Site icon Craig Murray

Things Fall Apart

I went today to speak to a national conference of the Society of Friends, or Quakers. I was delighted to be invited because I have always had a huge amount of respect for them and the good work they do. When the followers of George Bush or Osama Bin Laden make me despair of religion, I think of the Quakers as an antidote.

I was talking at 11.15, so I got up in Shepherds Bush at 6.45 to get there by train. The journey was complicated by weekend engineering works, but I made it to Swanwick at 11am. Alarm bells started to ring when the taxi driver had not heard of the Hayes conference centre. Nor had the guard at the Marina, the girl in the pub, or the man in the Post Office. It turned out I was at Swanwick in Hampshire, and the conference was at Swanwick in Derbyshire, several hundred miles away.

The Hampshire Swanwick has a railway station. Swanwick in Derbyshire doesn’t, so when I bought a ticket nobody asked me which one I wanted. But when I looked through my agenda it did in fact say Swanwick, Derbyshire. So it was entirely my fault.

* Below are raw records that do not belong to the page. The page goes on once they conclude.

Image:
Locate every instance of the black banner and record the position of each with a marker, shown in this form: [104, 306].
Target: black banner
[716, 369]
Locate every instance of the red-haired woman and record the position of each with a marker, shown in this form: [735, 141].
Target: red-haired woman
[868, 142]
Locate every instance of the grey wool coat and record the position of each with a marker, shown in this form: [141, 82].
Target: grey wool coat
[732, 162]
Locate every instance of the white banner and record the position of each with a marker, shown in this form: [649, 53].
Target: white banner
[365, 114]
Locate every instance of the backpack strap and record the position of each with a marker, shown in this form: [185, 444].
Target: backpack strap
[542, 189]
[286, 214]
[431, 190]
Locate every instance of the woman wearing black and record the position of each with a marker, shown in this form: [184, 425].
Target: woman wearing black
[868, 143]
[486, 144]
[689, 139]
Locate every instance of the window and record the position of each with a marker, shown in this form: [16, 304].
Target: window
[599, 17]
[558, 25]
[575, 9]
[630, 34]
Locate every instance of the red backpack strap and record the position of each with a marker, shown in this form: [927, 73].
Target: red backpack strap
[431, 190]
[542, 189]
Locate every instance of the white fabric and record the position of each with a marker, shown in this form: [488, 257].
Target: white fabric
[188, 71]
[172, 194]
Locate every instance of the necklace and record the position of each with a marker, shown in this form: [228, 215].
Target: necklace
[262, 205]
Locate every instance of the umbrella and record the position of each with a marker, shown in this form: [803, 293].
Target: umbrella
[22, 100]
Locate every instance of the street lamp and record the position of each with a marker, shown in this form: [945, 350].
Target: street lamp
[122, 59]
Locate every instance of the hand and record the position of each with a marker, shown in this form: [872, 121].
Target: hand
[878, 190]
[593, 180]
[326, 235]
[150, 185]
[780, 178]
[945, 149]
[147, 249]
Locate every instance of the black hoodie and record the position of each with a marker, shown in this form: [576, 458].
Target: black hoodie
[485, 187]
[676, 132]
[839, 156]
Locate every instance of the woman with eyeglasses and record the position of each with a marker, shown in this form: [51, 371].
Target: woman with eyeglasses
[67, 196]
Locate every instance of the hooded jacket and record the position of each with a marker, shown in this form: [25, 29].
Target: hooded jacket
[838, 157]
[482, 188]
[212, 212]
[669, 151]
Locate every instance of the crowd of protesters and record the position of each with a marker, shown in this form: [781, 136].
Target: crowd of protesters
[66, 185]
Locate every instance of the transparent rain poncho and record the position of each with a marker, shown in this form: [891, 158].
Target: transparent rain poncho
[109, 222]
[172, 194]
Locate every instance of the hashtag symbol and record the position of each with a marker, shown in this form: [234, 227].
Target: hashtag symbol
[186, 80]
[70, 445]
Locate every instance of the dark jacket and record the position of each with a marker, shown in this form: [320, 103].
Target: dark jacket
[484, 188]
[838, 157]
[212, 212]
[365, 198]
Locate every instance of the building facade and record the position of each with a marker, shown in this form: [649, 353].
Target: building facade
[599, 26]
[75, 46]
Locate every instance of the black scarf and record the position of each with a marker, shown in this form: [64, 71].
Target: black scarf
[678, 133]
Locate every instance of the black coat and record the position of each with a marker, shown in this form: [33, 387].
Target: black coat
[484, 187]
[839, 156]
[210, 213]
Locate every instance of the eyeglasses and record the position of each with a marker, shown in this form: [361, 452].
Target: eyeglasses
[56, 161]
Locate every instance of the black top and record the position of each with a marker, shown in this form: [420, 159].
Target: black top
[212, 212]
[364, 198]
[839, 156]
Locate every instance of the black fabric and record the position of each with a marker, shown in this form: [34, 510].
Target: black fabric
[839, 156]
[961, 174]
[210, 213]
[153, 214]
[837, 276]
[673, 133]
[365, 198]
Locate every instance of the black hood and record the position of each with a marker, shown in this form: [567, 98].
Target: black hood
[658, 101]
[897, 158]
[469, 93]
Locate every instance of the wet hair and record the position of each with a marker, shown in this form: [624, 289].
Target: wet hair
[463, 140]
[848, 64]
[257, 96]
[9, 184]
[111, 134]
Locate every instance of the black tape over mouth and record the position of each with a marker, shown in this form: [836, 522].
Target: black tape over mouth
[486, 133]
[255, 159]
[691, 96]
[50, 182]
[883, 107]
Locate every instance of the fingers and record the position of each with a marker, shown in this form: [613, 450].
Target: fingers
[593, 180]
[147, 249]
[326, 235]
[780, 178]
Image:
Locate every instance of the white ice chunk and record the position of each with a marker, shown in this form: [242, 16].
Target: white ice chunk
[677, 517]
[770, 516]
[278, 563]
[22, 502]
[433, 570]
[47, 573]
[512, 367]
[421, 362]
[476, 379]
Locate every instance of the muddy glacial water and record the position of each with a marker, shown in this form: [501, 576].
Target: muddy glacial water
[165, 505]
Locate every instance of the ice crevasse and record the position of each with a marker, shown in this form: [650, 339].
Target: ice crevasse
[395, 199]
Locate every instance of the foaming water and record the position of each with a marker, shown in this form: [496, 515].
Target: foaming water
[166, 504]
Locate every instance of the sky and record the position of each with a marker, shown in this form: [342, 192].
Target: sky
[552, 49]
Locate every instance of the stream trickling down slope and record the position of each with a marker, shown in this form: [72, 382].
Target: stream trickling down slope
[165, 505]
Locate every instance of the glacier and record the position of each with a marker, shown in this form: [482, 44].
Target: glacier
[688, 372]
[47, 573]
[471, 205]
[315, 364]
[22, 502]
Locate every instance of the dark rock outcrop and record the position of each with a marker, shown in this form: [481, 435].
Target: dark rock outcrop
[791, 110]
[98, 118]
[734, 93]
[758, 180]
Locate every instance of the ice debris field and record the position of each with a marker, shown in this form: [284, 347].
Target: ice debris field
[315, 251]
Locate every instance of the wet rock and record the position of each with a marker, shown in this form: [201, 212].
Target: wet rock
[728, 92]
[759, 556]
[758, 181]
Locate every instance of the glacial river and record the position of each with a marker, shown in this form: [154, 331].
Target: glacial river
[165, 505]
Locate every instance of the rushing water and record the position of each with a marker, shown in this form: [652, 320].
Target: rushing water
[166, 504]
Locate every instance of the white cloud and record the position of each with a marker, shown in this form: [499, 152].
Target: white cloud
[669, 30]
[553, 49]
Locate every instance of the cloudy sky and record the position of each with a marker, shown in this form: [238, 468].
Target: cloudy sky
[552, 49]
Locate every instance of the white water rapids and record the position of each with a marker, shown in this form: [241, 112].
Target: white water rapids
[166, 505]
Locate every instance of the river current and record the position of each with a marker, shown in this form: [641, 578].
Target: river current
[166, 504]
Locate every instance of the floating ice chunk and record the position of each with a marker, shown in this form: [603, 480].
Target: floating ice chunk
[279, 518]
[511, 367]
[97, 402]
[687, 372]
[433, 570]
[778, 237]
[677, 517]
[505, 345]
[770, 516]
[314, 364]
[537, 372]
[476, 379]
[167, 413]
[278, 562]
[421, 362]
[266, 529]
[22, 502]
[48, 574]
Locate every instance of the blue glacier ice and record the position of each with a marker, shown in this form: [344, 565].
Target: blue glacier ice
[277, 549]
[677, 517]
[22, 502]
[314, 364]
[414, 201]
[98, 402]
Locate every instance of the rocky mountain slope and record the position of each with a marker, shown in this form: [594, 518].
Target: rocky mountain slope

I had clerical and other assistance from day 1 of my working life, and subsequently PAs and drivers, and servants at home. I was always very aware just how reliant I was on this assistance. I think this comes over in my book. I may be bright, but I am not at all practical. Get me to a meeting and I will have complete command of the brief and the meeting, but without help I will never get there. In many ways I am the archetypal absent-minded bumbler, brain always on a knotty question while I lose my spectacles. I have lost four mobile phones this year. I really feel quite depressed about it; now I face the every day problems of self management that everyone has to deal with, I simply cannot cope. Despite trying very hard indeed.